Consent Form

On this date I have approved of the aesthetics of the dental treatment Dr. Kullberg is currently rendering me.

Dental Treatment Consent Form

Please read sign and initial next to every checked box

1. DRUGS AND MEDICATIONS

I understand that antibiotics and analgesics and other medications can cause allergic reactions causing redness and swelling of tissues, pain, itching, vomiting, and/or anaphylactic shock(severe allergic reaction)

2. CHANGES IN TREATMENT PLAN

I understand that altering procedures may be necessary due to conditions found during treatment not originally diagnosed at examination; the most common being root canal therapy following routine restorative procedures. I permit the Dentist to make any/all changes and additions as necessary.

3. REMOVAL OF TEETH

Alternatives to removal have been explained to me (root canal therapy, crowns and periodontal surgery) and I authorize the Dentist to remove the following teeth,

. I understand removing teeth does not always remove all the infection, if present, and it may be necessary to have further treatment. I understand the risks involved in having teeth removed, inducting but not limited to; pain, swelling, spread of infection, dry socket, loss of feeling in teeth, lips, tongue and surrounding tissue (Paresthesia) for an indefinite period of time (days or months) of fractured jaw. I understand I may need further treatment by a specialist or even hospitalization if complications arise during or following treatment, the cost of which is my responsibility.

4. CROWNS, ONLAY, INLAY, BRIDGES AND CAPS

I understand that sometimes it is not possible to match the color of natural teeth exactly with artificial teeth. I further understand that I may be wearing temporary crowns, which may come off easily and that I must be careful to ensure that they are kept on until the permanent crowns are delivered. I realize the final opportunity to make changes in my new crown, bridge, or cap (including shape, fit, size, and color will be before cementation.

5. ALL PORCELAIN RESTORATIONS

I understand that all porcelain restorations by the nature of the material and its properties pose a risk for breakage and chipping. I understand that it becomes my full responsibility (financially) to accept any risk involved.

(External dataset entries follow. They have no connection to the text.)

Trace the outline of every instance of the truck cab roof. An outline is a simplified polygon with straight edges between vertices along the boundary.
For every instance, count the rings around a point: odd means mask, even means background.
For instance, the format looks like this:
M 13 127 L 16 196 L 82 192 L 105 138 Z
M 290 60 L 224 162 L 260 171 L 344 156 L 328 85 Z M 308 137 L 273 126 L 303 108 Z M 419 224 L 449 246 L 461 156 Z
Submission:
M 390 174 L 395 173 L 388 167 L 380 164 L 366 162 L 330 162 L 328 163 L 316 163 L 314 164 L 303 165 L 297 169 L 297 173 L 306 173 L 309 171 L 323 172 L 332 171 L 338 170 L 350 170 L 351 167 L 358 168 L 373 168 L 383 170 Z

6. DENTURES, COMPLETE OR PARTIAL

I realize that full or partial dentures are artificial, constructed of plastic, metal, and/or porcelain. Toe problems of wearing these appliances have been explained to me, including looseness, soreness, and possible breakage. I realize the final opportunity to make changes in my new dentures (including shape, fit, size, placement, and color) will be the "teeth in wax" try in visit. I understand that most dentures require relining approximately three to twelve months after initial placement. The cost for this procedure is not included in the initial denture fee.

7. ENDODONTIC TREATMENT (ROOT CANAL)

I realize there is no guarantee that root canal treatment will save my tooth, and complications may occur from the treatment. Occasionally metal objects are cemented in the tooth or extended through the root, which does not necessarily affect the success of the treatment, I understand that occasionally additional surgical procedures may be necessary following root canal treatment (apicoectomy).

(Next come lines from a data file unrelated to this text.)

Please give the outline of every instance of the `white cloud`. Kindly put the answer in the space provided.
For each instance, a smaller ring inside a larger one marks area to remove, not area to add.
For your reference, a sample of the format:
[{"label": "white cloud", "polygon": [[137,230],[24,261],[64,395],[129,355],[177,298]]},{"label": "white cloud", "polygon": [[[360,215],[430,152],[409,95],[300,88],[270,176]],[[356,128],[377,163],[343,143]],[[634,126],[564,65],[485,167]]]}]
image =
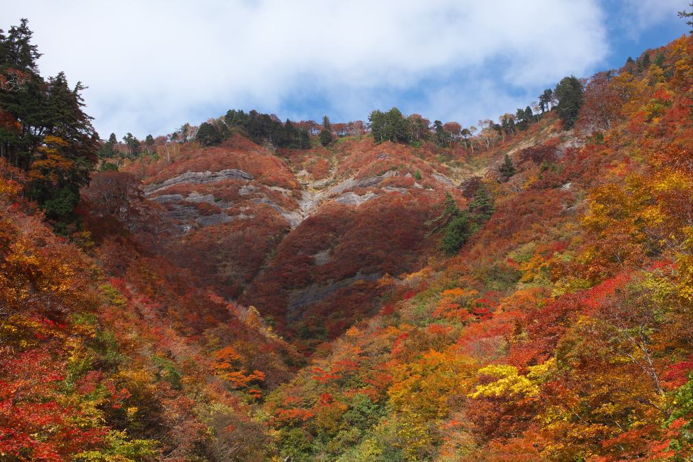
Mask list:
[{"label": "white cloud", "polygon": [[663,21],[674,21],[676,12],[685,9],[681,0],[626,0],[621,26],[630,37]]},{"label": "white cloud", "polygon": [[[44,74],[89,85],[102,136],[164,134],[231,107],[318,117],[291,104],[302,96],[333,120],[398,105],[475,123],[608,51],[596,0],[2,3],[6,21],[29,18]],[[398,100],[410,91],[421,107]]]}]

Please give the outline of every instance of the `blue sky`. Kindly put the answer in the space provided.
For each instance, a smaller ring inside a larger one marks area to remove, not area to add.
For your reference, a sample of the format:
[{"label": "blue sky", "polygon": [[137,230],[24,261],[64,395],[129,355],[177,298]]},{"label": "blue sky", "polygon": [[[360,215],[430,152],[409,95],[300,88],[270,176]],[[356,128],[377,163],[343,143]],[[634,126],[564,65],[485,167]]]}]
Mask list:
[{"label": "blue sky", "polygon": [[689,3],[0,0],[0,27],[29,19],[42,73],[89,86],[104,138],[230,108],[348,121],[396,106],[468,126],[686,33]]}]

8. PERIODONTAL LOSS (TISSUE & BONE)

I understand that I have a serious condition, causing gum and bone inflammation that may lead to the loss of teeth. Alternative treatment plans have been explained to me, (gum surgery, extractions etc.) I understand that undertaking any dental procedures may have a future adverse effect on my periodontal condition.

9. FILLINGS

I understand that care must be exercised in chewing on fillings especially during the first 24 hours to avoid breakage. I understand that a more extensive filling than originally diagnosed may be required due to additional decay. I Understand that significant sensitivity is a common after effect of a newly placed filling.

I understand that dentistry is not an exact science, therefore, reputable practitioners cannot fully guarantee results. I acknowledge that no guarantee or assurance has been made by anyone regarding the dental treatment which I have requested and authorized. I have had the opportunity to read this form and ask questions. My questions have been answered to my satisfaction. I consent to the proposed treatment.

Non-Covered Service Disclaimer

Zirconia or EMAX Crowns Financial Agreement

Dear Valued Patient;

Your doctor and dental team have reviewed your treatment plan and recommend the placement of a crown(s) as your best course of action.

You are enrolled with an insurance plan with which we are currently contracted and have agreed to reduce our fees for covered services by your insurance carrier.

We arc excited to let you know that our office will only perform procedures that are use the best techniques and qualities. Unlike insurance covered crowns, Zirconia crowns include material that may last a lifetime. Also, if you are receiving an EMAX crown, EMAX material includes a number of aesthetic/cosmetic properties that are simply not included under your insurance policy. As you can sec below, the benefits of Zirconia or EMAX crowns are immense and provide you with much greater quality of care, in addition to saving you valuable time.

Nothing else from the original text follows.